Of course, I didn’t count on my chiropractor running 55 minutes behind. I should have, but I didn’t...

The first twenty minutes weren’t too bad, but then the potty breaks started. Emily kicked it off – because if there is a potty within a half mile of her tush, she’s got to go! And thanks to the power of suggestion, Ella and Evie were soon in need of a break as well. Then it was Emily’s turn again. (I’m telling you, she just really loves potty time.) She didn’t produce anything, but Ty did – as evidenced by the whiff of him I got as he toddled by.

Oh no. Please don’t tell me I left the diaper bag at home.

I did.

I ran out to the car and frantically searched every seat pocket, nook, and cranny for a spare diaper, but no luck. After a few more minutes, the smell was so strong that I had to whisk him off to the bathroom (with Evie in tow for a second round) and clean him up as best I could. At first my plan was to let him go commando and risk an accident. But even I’m not that inconsiderate. Instead I checked the wait time (one more ahead of me) and tossed the kids back in the car. I figured I had 10 minutes to locate a diaper for Commando Boy, and pick up some lunch for my now cranky, hungry girls.

My first stop was another drug store. I confess, there was no way I was going to unload my kids just for a quickie diaper purchase. On the flip side, I once got in trouble with the county sheriff for leaving my children in an unattended car for 2 minutes. (A story for another time.) I was stuck with option 3: the drive thru.

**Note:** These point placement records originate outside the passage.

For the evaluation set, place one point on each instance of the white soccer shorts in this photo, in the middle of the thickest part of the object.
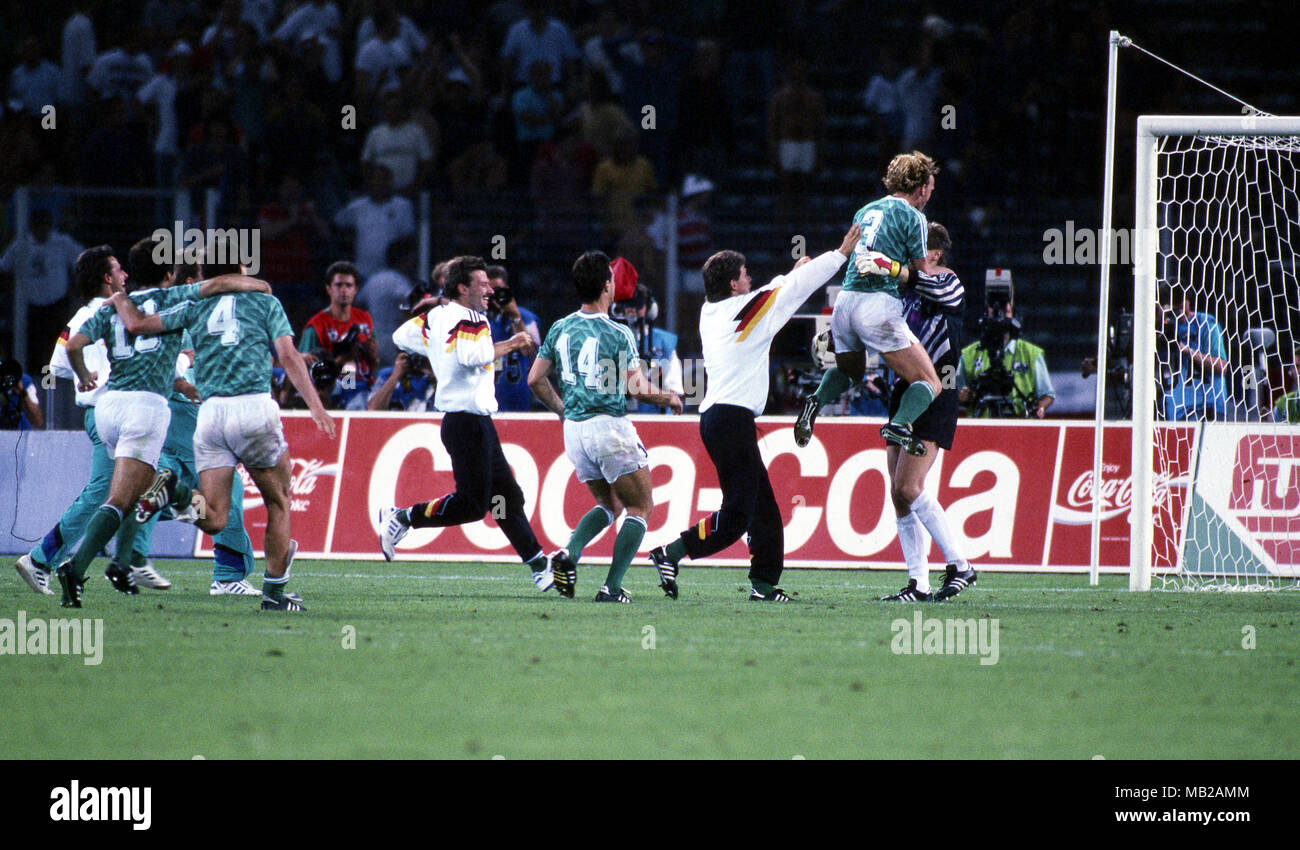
(238, 429)
(603, 447)
(870, 320)
(133, 424)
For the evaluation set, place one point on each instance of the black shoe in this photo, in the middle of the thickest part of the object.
(804, 424)
(901, 436)
(954, 582)
(121, 577)
(909, 594)
(70, 585)
(159, 495)
(564, 573)
(605, 594)
(289, 602)
(667, 571)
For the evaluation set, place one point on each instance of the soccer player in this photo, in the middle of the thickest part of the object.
(232, 550)
(98, 276)
(131, 416)
(869, 312)
(736, 328)
(456, 341)
(238, 420)
(934, 309)
(599, 368)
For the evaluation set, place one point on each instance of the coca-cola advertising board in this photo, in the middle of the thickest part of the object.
(1017, 494)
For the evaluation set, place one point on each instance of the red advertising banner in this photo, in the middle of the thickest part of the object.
(1018, 495)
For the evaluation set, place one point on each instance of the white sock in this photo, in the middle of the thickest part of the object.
(932, 516)
(913, 538)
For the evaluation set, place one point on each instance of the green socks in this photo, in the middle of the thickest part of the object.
(100, 529)
(625, 546)
(833, 385)
(592, 524)
(913, 403)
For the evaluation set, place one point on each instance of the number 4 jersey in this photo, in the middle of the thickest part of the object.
(233, 341)
(593, 355)
(142, 363)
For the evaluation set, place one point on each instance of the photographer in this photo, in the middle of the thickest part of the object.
(20, 408)
(1001, 374)
(1192, 360)
(343, 337)
(506, 319)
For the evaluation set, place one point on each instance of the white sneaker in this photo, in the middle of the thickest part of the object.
(148, 577)
(391, 530)
(35, 575)
(233, 589)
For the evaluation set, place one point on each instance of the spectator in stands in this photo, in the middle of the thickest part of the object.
(1196, 360)
(1025, 381)
(343, 337)
(622, 178)
(384, 295)
(20, 406)
(796, 125)
(506, 319)
(376, 220)
(401, 144)
(40, 263)
(35, 82)
(538, 38)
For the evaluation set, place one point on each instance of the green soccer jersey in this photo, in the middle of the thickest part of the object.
(233, 341)
(142, 363)
(893, 228)
(593, 355)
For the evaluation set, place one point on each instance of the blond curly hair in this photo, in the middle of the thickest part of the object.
(909, 172)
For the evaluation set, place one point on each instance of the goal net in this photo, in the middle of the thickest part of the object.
(1216, 347)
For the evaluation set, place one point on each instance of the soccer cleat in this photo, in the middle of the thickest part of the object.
(391, 530)
(239, 588)
(908, 594)
(285, 603)
(157, 495)
(804, 424)
(148, 577)
(954, 582)
(35, 575)
(667, 571)
(901, 436)
(70, 585)
(121, 579)
(603, 594)
(564, 572)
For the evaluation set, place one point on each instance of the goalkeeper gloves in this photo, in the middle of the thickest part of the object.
(876, 263)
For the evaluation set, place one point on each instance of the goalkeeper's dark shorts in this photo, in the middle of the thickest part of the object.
(939, 421)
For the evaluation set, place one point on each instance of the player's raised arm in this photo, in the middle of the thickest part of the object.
(302, 381)
(226, 283)
(540, 382)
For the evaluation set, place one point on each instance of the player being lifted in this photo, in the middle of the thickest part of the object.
(458, 342)
(598, 369)
(934, 311)
(869, 312)
(131, 416)
(234, 337)
(736, 329)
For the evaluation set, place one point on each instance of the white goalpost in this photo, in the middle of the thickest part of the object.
(1216, 313)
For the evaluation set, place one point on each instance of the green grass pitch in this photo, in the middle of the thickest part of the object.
(467, 660)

“Hi. I’m sorry, but is there ANY way I could just get a package of Huggies Size 4?”

She looks confused.

"I know this isn't standard operating procedure, but I really need a diaper and I promise you don't want my children in your store right now."

“Um, do you want regular or supreme?”

“Hmmmm. You know? I honestly don’t care.”

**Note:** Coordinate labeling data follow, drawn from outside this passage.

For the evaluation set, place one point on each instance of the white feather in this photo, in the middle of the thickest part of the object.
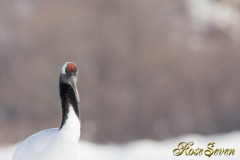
(52, 144)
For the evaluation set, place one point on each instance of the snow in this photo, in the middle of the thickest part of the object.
(150, 150)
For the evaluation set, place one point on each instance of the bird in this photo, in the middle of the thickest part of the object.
(57, 143)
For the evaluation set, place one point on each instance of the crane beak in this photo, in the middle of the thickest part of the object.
(73, 81)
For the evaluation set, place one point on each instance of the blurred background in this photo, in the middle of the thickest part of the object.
(147, 69)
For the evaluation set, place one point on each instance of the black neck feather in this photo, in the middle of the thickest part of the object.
(68, 98)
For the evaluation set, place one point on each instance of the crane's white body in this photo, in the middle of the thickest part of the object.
(53, 144)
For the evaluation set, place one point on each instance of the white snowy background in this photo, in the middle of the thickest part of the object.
(151, 150)
(25, 28)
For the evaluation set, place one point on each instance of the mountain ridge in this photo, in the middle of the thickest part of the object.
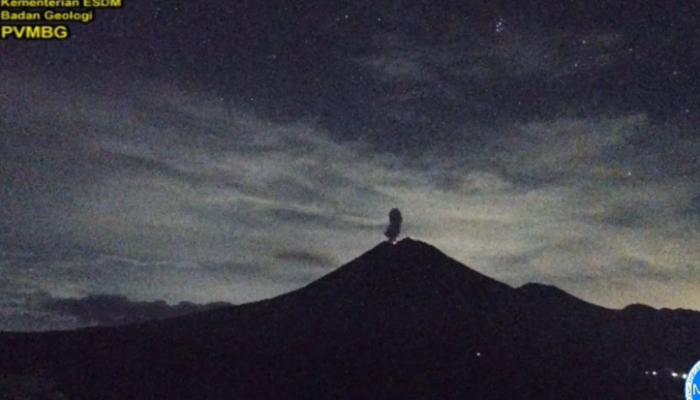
(402, 320)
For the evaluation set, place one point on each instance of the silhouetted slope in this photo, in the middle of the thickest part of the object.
(402, 321)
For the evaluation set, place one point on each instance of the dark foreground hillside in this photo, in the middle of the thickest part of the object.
(402, 321)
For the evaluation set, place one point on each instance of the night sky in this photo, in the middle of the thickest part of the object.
(220, 151)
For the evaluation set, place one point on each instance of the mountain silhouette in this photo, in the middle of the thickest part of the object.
(402, 321)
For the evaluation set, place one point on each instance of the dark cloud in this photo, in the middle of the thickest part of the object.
(307, 258)
(113, 310)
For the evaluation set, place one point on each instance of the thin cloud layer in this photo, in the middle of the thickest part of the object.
(182, 199)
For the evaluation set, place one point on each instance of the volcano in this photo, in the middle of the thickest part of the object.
(402, 321)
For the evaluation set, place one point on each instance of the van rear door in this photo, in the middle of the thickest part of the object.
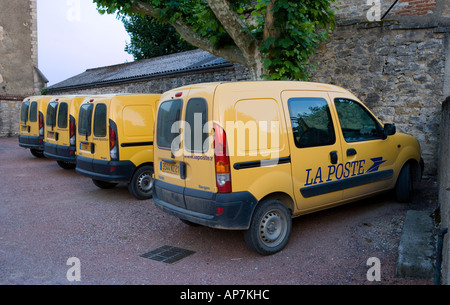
(51, 122)
(316, 154)
(198, 148)
(93, 130)
(25, 118)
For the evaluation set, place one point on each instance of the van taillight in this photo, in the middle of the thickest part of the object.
(222, 160)
(72, 133)
(41, 124)
(113, 149)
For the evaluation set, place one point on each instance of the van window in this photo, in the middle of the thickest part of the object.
(33, 112)
(24, 111)
(196, 118)
(84, 119)
(356, 122)
(100, 120)
(311, 122)
(138, 122)
(169, 113)
(62, 115)
(51, 114)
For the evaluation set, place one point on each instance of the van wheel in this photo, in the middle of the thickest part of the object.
(104, 184)
(37, 153)
(141, 184)
(66, 165)
(270, 228)
(404, 186)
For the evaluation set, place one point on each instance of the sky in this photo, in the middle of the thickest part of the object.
(74, 37)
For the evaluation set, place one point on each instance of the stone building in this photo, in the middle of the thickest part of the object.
(398, 66)
(19, 73)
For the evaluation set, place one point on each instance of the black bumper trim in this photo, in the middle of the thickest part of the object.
(201, 206)
(101, 170)
(33, 142)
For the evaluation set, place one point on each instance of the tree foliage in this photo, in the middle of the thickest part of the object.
(149, 38)
(273, 38)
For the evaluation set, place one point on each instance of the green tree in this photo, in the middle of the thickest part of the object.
(272, 38)
(149, 38)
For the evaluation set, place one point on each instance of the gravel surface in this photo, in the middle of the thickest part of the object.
(49, 215)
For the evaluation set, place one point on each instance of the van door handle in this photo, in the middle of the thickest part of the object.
(333, 157)
(182, 170)
(351, 152)
(169, 161)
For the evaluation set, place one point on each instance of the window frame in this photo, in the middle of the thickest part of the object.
(378, 126)
(101, 135)
(60, 107)
(332, 139)
(50, 118)
(90, 110)
(25, 113)
(187, 145)
(33, 115)
(160, 125)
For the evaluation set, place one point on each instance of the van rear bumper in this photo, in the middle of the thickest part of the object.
(110, 171)
(60, 152)
(33, 142)
(205, 208)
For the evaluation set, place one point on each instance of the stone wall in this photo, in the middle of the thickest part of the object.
(9, 115)
(397, 68)
(444, 189)
(19, 76)
(397, 71)
(164, 83)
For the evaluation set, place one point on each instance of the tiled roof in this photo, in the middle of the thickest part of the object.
(175, 63)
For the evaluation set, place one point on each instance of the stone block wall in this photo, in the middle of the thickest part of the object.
(9, 115)
(162, 84)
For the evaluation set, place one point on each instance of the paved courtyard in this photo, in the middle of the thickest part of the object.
(49, 215)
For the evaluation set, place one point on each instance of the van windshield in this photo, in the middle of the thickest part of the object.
(24, 111)
(51, 114)
(169, 113)
(84, 120)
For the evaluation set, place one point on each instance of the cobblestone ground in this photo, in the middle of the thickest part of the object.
(49, 215)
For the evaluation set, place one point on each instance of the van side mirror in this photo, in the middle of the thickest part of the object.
(389, 130)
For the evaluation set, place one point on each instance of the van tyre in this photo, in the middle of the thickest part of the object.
(104, 184)
(404, 186)
(141, 185)
(66, 165)
(270, 228)
(37, 153)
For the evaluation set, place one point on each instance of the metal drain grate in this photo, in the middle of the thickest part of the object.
(168, 254)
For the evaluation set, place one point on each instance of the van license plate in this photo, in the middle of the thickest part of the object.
(170, 168)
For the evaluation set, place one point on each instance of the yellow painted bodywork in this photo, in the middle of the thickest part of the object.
(32, 128)
(61, 136)
(240, 107)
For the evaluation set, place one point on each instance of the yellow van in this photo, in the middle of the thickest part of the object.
(252, 155)
(31, 124)
(115, 141)
(61, 121)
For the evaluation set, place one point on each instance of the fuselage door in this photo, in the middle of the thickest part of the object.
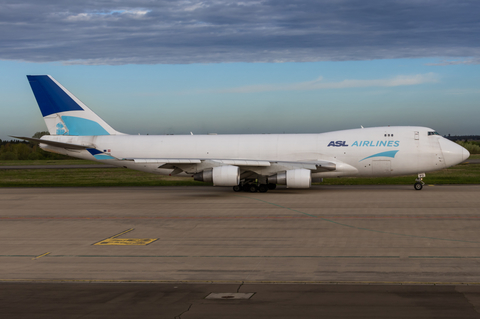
(381, 168)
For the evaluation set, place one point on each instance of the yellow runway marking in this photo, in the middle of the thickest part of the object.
(41, 255)
(126, 241)
(114, 241)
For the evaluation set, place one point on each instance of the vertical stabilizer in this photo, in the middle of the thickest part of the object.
(63, 113)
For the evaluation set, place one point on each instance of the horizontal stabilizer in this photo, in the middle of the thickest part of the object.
(54, 143)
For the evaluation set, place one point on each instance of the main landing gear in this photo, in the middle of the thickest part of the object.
(253, 187)
(419, 182)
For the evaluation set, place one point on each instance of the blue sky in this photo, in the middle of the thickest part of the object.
(143, 69)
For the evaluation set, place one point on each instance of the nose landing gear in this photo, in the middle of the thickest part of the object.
(419, 182)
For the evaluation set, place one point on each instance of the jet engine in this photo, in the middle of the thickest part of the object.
(294, 178)
(220, 176)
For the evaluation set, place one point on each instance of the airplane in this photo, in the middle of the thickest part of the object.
(248, 162)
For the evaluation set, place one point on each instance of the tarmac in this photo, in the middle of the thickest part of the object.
(335, 251)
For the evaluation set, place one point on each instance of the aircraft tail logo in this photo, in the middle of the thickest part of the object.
(64, 113)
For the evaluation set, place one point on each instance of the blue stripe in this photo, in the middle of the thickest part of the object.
(82, 127)
(94, 151)
(50, 97)
(382, 154)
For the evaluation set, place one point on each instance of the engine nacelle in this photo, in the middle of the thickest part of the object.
(220, 176)
(294, 178)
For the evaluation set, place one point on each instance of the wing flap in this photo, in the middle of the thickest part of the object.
(54, 143)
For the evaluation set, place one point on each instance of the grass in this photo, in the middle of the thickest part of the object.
(48, 162)
(460, 174)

God bless that sweet girl in the pharmacy department for picking out the smallest, cheapest package she could find. I paid for my purchase, pulled into a parking space, and diapered a suspiciously damp bottom.

Nothing like closing the barn door after the horse gets out.

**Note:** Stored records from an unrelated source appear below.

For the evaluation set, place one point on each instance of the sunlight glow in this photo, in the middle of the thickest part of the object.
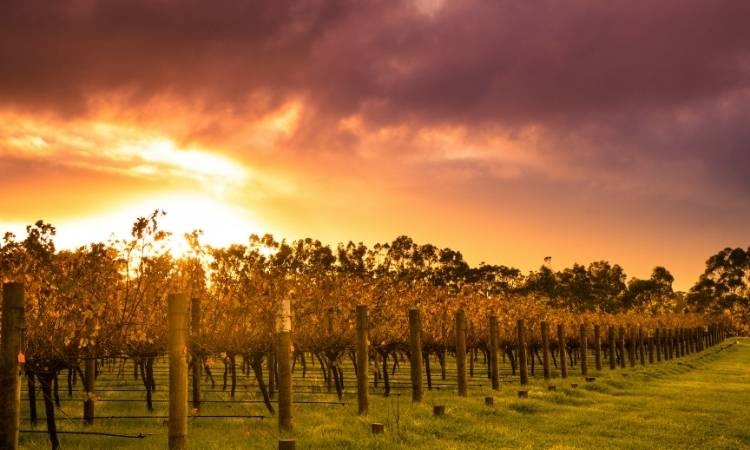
(222, 223)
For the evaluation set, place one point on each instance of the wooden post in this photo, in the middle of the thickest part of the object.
(598, 347)
(177, 310)
(494, 366)
(670, 344)
(195, 331)
(584, 351)
(89, 377)
(284, 363)
(523, 370)
(561, 344)
(11, 363)
(658, 339)
(461, 352)
(362, 363)
(545, 349)
(650, 349)
(415, 352)
(611, 345)
(641, 346)
(621, 345)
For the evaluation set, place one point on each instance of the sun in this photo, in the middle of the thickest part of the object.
(221, 222)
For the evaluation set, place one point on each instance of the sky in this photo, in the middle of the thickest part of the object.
(509, 130)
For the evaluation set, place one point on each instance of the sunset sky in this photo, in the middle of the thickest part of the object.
(509, 130)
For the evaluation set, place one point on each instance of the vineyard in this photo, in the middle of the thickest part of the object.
(284, 313)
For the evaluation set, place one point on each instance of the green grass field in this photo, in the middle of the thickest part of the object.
(701, 401)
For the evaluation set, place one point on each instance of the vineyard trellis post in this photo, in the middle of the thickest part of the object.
(11, 361)
(195, 330)
(284, 363)
(562, 350)
(598, 347)
(611, 345)
(461, 352)
(415, 353)
(584, 351)
(494, 369)
(621, 346)
(650, 349)
(523, 369)
(658, 339)
(545, 349)
(641, 346)
(362, 362)
(177, 310)
(89, 380)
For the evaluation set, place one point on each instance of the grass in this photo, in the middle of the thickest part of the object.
(701, 401)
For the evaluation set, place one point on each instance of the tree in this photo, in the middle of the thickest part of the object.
(723, 286)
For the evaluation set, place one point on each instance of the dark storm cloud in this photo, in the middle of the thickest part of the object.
(607, 83)
(500, 60)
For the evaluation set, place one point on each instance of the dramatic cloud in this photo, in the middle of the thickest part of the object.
(561, 111)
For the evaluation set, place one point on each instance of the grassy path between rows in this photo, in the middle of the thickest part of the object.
(700, 401)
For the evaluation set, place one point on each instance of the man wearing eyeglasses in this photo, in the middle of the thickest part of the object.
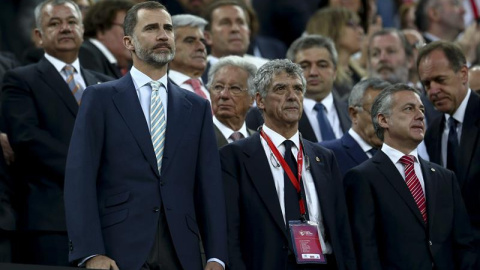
(276, 182)
(103, 49)
(230, 82)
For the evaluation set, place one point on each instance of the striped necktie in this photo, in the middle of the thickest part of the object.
(158, 124)
(76, 88)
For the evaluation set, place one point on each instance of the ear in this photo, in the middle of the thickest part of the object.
(208, 37)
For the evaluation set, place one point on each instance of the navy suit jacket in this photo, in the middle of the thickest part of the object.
(468, 173)
(347, 151)
(388, 229)
(39, 112)
(114, 192)
(257, 237)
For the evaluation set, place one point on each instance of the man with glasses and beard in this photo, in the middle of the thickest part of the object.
(139, 195)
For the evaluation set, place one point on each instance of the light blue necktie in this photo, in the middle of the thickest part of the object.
(325, 127)
(158, 124)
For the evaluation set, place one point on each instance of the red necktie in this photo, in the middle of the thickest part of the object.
(414, 185)
(197, 87)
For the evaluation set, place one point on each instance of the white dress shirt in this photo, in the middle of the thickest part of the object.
(332, 116)
(313, 204)
(459, 115)
(227, 132)
(395, 157)
(180, 79)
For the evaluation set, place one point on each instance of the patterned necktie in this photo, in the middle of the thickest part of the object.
(414, 185)
(76, 88)
(452, 144)
(157, 123)
(197, 87)
(236, 136)
(325, 128)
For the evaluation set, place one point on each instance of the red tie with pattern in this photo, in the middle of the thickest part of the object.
(197, 87)
(414, 185)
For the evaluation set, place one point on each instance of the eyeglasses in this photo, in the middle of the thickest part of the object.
(234, 89)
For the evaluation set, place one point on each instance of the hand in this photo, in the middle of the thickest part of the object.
(101, 262)
(8, 153)
(213, 266)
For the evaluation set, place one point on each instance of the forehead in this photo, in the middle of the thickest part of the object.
(313, 54)
(228, 11)
(151, 16)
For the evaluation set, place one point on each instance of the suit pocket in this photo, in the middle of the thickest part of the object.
(192, 225)
(117, 199)
(114, 218)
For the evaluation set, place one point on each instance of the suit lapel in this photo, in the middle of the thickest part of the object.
(258, 168)
(388, 169)
(50, 76)
(128, 105)
(178, 114)
(430, 190)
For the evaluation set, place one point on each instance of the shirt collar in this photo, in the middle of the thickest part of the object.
(278, 139)
(396, 155)
(59, 64)
(111, 58)
(140, 79)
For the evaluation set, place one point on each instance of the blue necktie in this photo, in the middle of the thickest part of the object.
(452, 144)
(325, 127)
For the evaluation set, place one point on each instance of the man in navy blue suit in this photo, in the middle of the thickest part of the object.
(139, 195)
(360, 142)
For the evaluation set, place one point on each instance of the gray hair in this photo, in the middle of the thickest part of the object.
(234, 61)
(383, 105)
(182, 20)
(39, 8)
(313, 41)
(264, 76)
(356, 96)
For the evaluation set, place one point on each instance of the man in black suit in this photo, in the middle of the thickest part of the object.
(103, 49)
(405, 212)
(230, 82)
(324, 117)
(264, 192)
(360, 142)
(39, 108)
(453, 140)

My next stop was Burger King. It took some creative maneuvering through the lunch traffic, but I eventually got my sack of chicken nuggets and French fries. Except that somebody forgot stick the fries in the bag.

(I admit at this point that I yelled something to the effect of "ARE YOU EVEN KIDDING ME?!?!)

Too bad I was already back in traffic. More creative maneuvering ensued and I was eventually back in the drive thru line. I had to cut in front of a lady who was having difficulty locating exact change, but at least I got my fries.

A few minutes later, I was back at the doctor’s office with four kids, a sack of fast food, a stroller, bottled water, and a picnic blanket. (Because at this point, I figured we'd just make ourselves at home.) As I finished getting lunch laid out, the doctor called my name.

Evie jumped up and yelled, "I have to go potty!"

"NO, you don't. Now sit down and eat!"

“You know,” the doctor said, as we walked into her office, and she closed the door behind her. “I wouldn’t be you for all the money in the world.”

Really? Because it's only noon...

5 comments:

Heather said...

ok, i'm going to take a nap. i'm exhausted from this day friend......

you make me smile. i'm so pumped about your new blog cause i KNOW you are going to be updating more regularly now :)

Drena said...

we only have one and he is sometimes more than we can handle. Can't imagine your life! :) Look forward to reading more about you. (I am Adam's wife. He is Carl's best man. Carl of Andrea and Carl. C you at the wedding)

MindyMac said...

Ha! I can just hear "the doctor" making that comment! Always a sensitize one isn't she? : ) I love your crazy kids so much! I'm so happy they are my neices and nephew! And seriously, God BLESS that girl at the drive through!!!! She was an angel for sure!

Anonymous said...

Oh my goodness, Kari. I was cracking up as I read about you going through the drive-thru to get diapers.
Kelly Coury

Alicia said...

Wow--you capture it all and then some. Good for you for going back for the fries! And this does NOT sound like evidence of incompetence to me. Quite the opposite. I'm pretty proud of myself for remembering to go to the bathroom--in my own house, with only one child.